Leadership remains focused in those sectors that are immune from shortages, lower demand, or labor cost increases. Leadership slowly ekes out profitability and price performance from a quagmire of low expectations and bear market statistics. Give wide berth to an economy and stock market in transition. Selectivity is the watch-word of the day. Government and central banks are irrelevant to the equation, now. Stocks move either because investors perceive value or money is being put to work out of necessity. In large measure, leadership is working in spite of underlying fundamentals.
Market crawl.
Right now, any bullish scenario for equities is independent from cyclical economic reality. Globalization has, indeed, leveled the magnitude of downside erosion in some sectors, but has not significantly shortened the duration of historically normal capitulations. If given some breathing room, the market might correct less disastrously than anticipated, but not any sooner than most would like.

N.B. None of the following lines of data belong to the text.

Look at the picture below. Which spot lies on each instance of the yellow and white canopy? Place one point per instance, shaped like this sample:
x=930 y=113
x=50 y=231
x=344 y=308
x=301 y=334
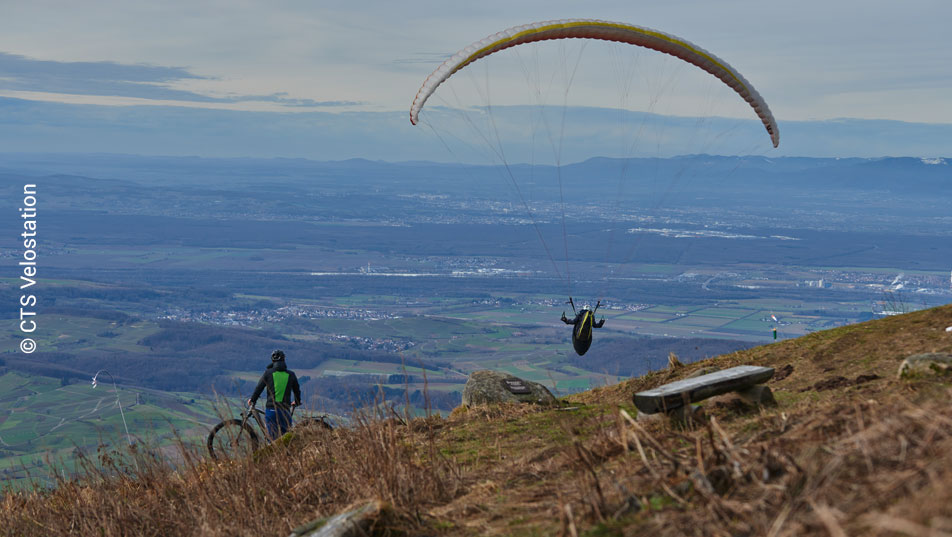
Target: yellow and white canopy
x=607 y=31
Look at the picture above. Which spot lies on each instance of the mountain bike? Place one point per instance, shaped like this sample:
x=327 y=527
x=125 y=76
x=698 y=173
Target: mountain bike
x=237 y=438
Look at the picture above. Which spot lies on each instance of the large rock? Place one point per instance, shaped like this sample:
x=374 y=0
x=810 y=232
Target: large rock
x=489 y=387
x=929 y=363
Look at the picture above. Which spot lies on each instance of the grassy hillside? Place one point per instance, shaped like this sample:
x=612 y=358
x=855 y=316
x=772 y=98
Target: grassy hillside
x=850 y=450
x=45 y=420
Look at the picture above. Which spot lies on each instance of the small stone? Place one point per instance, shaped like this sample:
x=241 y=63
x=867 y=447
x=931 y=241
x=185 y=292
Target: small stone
x=758 y=395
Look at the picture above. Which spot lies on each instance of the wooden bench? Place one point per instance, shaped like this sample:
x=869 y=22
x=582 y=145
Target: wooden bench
x=675 y=395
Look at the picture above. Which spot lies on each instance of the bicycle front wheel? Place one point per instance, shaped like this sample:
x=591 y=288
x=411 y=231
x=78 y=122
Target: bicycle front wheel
x=232 y=438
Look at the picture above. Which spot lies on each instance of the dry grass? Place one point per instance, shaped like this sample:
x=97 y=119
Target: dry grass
x=869 y=455
x=296 y=479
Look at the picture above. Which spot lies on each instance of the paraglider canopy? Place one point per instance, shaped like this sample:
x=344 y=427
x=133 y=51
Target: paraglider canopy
x=607 y=31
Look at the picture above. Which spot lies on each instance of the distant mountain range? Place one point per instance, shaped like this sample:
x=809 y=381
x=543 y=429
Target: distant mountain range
x=33 y=126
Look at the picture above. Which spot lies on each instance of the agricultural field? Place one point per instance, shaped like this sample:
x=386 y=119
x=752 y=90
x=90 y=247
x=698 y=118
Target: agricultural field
x=47 y=421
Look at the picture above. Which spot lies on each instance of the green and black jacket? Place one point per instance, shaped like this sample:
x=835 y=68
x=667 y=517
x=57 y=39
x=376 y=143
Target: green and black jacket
x=280 y=384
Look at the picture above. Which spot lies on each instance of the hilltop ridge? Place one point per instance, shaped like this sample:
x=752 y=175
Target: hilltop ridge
x=850 y=449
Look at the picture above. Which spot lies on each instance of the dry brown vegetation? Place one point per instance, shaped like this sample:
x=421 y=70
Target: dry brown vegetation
x=866 y=455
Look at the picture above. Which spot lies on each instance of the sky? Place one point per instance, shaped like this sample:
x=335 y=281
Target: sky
x=324 y=78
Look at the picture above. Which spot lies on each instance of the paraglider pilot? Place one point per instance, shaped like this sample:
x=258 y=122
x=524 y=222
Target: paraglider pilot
x=584 y=322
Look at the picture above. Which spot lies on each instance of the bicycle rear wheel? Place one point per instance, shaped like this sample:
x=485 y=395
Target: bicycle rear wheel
x=231 y=438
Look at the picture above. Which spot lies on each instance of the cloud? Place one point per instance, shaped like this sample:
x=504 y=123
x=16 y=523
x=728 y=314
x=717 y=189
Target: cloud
x=95 y=78
x=140 y=81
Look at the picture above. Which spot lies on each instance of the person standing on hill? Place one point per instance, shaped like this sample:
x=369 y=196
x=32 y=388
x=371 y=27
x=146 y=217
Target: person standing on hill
x=281 y=383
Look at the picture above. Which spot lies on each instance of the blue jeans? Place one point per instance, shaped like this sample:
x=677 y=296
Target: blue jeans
x=278 y=421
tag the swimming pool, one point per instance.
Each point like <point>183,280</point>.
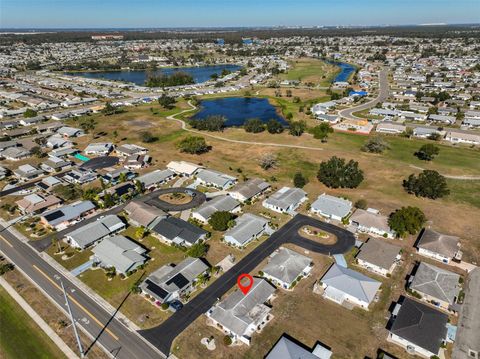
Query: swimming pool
<point>81,157</point>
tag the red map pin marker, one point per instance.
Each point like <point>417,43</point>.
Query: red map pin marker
<point>245,288</point>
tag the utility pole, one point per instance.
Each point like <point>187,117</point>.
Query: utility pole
<point>82,355</point>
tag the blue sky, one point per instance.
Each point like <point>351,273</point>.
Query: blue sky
<point>208,13</point>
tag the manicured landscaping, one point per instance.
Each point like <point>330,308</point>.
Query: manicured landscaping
<point>20,337</point>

The key to any turnaround would be a protracted period of earnings acceleration surprises and a consumer willing to suspend disbelief or fear that he won’t get burned a second time around. I would argue that such a time is not the present.
The data indicates, in fact, that inflation and pricing power cannot be contained but, rather, sweeps most equities into a broad network of coincidental and laggard performance. Margins are shrinking because of these expenses, and only those companies in protected strata are marginally growing their bottom line. In fact, a good percentage of earnings performers are doing so not by increasing unit volume growth, but by raising prices to their end-users, the consumer.
My data indicates that, even for the most successful stocks, the gap is widening between multiple expansion and book value, heightening the potential for a reversal in equity price advances.
The most exposed to these reversals are Consumer Cyclicals, Financials, and Industrials.
From a contrarian’s perspective, some sectors have not yet reversed their secular (generational) advance. There is no doubt that Energy (in all its forms) remains the most dominant sector of our decade. If one can remove focus from fossil fuels and terrestrial stockpiles of coal and gas, one might imagine a new generation of power sources, some of which we can’t even identify today. In that sense, Energy is the New Paradigm that many thought would be the dot.com revolution of the new millennium. You see, it takes years to develop “paradigms”, not simply a pronouncement by marketing departments, ad agencies, or “talking heads” on business television.
A page from my book.
Our portfolios are heavily weighted in earnings performance, and solid dividends from bonds and growth equities. I make no distinction by capitalization, geography, or sector. Starting at an equal basis, all financial instruments are screened for price momentum and relative strength (RSI), while fundamentals are monitored closely for sustainability and profitability over the long-term.
The market is fragmenting into daily upswings and downswings of various magnitude. It is a seductive siren song which, if played incorrectly, might lead to overweighting in the wrong sectors, or disappointment about anticipated momentum not materializing.